I am reminded of David Lang's interesting take on Pierrot Lunaire in Ann McCutchan's book The Muse That Sings:

"If you listen to all the revolutionary pieces written at the same time as Pierrot
Lunaire—Rite of Spring, for example—they are easy to listen to, now. But Pierrot Lunaire is still hideous. And that is a talent—I mean, how did Schoenberg do that? We’re never going to get used to that. It’s always going to be creepy. …A hundred years from now, Pierrot Lunaire is going to give people pretty much the same experience that the original audience had."

Lang gives credit to Schoenberg for his ability to create something that affects us. "Ugly" and "creepy" are just other ways to describe the affects of music and not judgements of their quality or likability.

Clearly this isn't an applicable comment to this crowd, but a change I'd like to see in the greater discourse where music is concerned.

AnthonyS said...

@ EmpZep: that's a great line of Lang's. I would give a seven-bobbie to anyone who could find a review of a concert giving a piece props for being ugly.

Sator Arepo said...

WTF is a "seven-bobbie"?

AnthonyS said...

A "seven-bobbie" is an imaginary sum of money that I think could have existed in some fantastic realization of British history.

Doesn't it sound like a sum of money in Leeds in 1858?

"My grandmum would always give me a seven-bobbie for the trouble, and a lad could have a knocker day with that, I don't mind saying."

Inventing Dickensian words and phrases is fun! (Oh, a gerund!)

Anonymous said...

I can't believe I wasted 45 seconds on this article. Left this kind of "critical thinking" back in Junior High. Please. . .

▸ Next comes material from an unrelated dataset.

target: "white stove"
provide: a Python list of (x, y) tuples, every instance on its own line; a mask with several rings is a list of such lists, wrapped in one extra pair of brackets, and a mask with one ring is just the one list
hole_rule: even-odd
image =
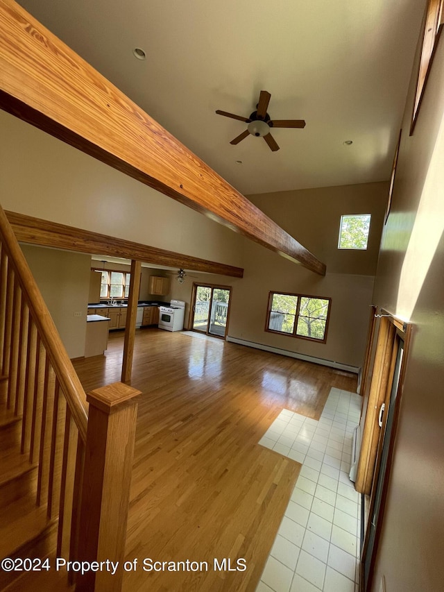
[(159, 307), (160, 329), (166, 331), (182, 331), (185, 316), (185, 303), (181, 300), (172, 300), (169, 306)]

Oh, and after 40 years in classical music as pianist, conductor and musicologist, I think I've heard enough music to form an opinion as valid as anyone else's. Liszt is the most over-valued composer of all time. Yes, some fine works in their too, scattered among the drivel. But, really...

SadEnding said...

Overall, an offering worthy of a Junior High School student. Only not as interesting or creative. Dull. . .really.